Why collective changes at Kent make for a better community hospital
At Kent Hospital we are proud of our commitment to the community. This commitment has only grown in our 60 years of service. We know that our patients expect and deserve the best in quality health care with the best possible outcomes. They deserve a safe and efficient visit, whether they are here for a few hours or a few days.
That is why I am proud to share with you an important milestone for Kent, our patients and for the state of health care in Rhode Island. Kent Hospital is the first and only hospital in the state to implement a policy of no diversion for ambulances. In addition, we have dramatically focused time, energy and resources in creating the new Emergency Department patient rapid assessment model, dramatically cutting down wait times and, in some instances, virtually eliminating them.
As we have grown, we have done so with the needs of those we serve at the forefront. We continue to grow in size, and are currently in the midst of perhaps our biggest project to date – the new ambulatory surgery center and medical office building. Clinically we have made tremendous strides, been on the leading edge of change with new procedures, patient care models and more. We have grown our graduate medical education program and are helping to produce tomorrow’s doctors in a number of specialty fields. And, through it all, we have been the hospital where your friends, family and neighbors come to receive care, where they might work, and almost always are part of the fabric of our community.
Of course, if all we could do is speak of growth, rapidly advancing care and the personal touch it would be a perfect world. But we cannot. It is no secret that Kent Hospital has had its challenges. I am sure you are all aware of this, including those challenges that played out publicly in the fall of 2009.
From this came reflection but it also brought about hope and opportunity – opportunity for improvement and opportunity for us to redouble our commitment to you.
The creation of the Michael J. Woods Institute was the beginning of something new and exciting here at Kent Hospital. The last two years have brought about a tremendous focus on the job we do, beginning in our Emergency Department and spreading throughout the hospital.
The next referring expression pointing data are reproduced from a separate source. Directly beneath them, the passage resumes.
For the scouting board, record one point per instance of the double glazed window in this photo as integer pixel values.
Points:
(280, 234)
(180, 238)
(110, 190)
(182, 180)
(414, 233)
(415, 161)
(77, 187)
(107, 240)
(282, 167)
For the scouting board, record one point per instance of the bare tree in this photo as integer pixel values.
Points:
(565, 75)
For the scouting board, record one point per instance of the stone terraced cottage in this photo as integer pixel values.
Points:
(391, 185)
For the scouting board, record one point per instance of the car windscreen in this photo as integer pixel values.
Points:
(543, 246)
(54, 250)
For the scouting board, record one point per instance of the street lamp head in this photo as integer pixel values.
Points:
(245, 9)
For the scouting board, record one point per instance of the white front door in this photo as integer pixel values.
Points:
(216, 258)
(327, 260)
In order to make both of these new programs safe, effective and patient-centered, we have reallocated resources to make it possible. In addition, careful coordination, planning and patient flow throughout the hospital has been addressed from the time a patient arrives to the time they are admitted or discharged.
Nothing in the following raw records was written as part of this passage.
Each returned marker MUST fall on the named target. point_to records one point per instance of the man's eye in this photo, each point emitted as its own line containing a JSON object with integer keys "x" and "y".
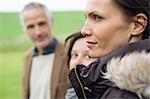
{"x": 42, "y": 23}
{"x": 30, "y": 26}
{"x": 74, "y": 55}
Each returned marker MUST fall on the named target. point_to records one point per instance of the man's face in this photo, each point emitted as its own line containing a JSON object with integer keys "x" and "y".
{"x": 38, "y": 27}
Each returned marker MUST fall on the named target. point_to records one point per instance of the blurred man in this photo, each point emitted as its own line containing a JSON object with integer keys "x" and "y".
{"x": 45, "y": 75}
Briefly, the practice of diversion is one that has allowed an emergency department to notify local emergency management services that, because of a high patient volume and strained staff resources, all ambulance traffic is to be redirected or diverted to another hospital.
It is important to note that the practice of diversion is not good for the quality of patient care as a whole. Patients could go elsewhere but when they do there will be no immediate access to their current records or even the team of caregivers that already may have an established and well understood history of a specific patient.
This practice can also have challenging effects on EMS personnel, as diversion forces them to leave their immediate communities for an extended time and requires them to seek mutual aid from another community EMS team. In the past, Kent Hospital has spent as much as 90 hours a month on diversion. Interestingly, Massachusetts state law prohibits this practice.
The second major accomplishment I want to explain is the new Emergency Department patient rapid assessment model. In the past, average wait time to be seen was two hours, while the entire patient visit averaged six. Today the average wait time is less than 45 minutes and the average overall visit is four hours.
This has been accomplished by establishing a more streamlined patient journey. When a patient arrives at Kent and walks into the Emergency Department, they are greeted by a friendly patient advocate and escorted into the treatment area.
From here a host of activities take place, including registration, bed assignment, nurse/provider interaction, lab work, x-rays, etc. Upon completion of testing, determination is made on discharge or admission. The new model is currently available from 9 a.m. through 9 p.m. daily. Expansion of these hours is anticipated later this year or early in 2012.
Individually, these are significant accomplishments. Collectively, this is a dramatic change in delivering safe, quality health care with a focus on the best possible outcomes.
I am excited about these improvements here at Kent Hospital. I know that they make our hospital stronger and better prepared to serve our community and our patients. I look forward to all that is in store for Kent and would reference a quote that has significant meaning for all of us at the hospital.
This quote is just an excerpt from a poem that has become part of our long history. It is simple in its phrase but powerful in its meaning: “And so the Inn stands strong ready to share the imperishable gift….as she will do for centuries to come, centuries measured not in years but in moments.”
I am proud to be a part of this moment.
Sandra Coletta is the President and CEO of Kent Hospital.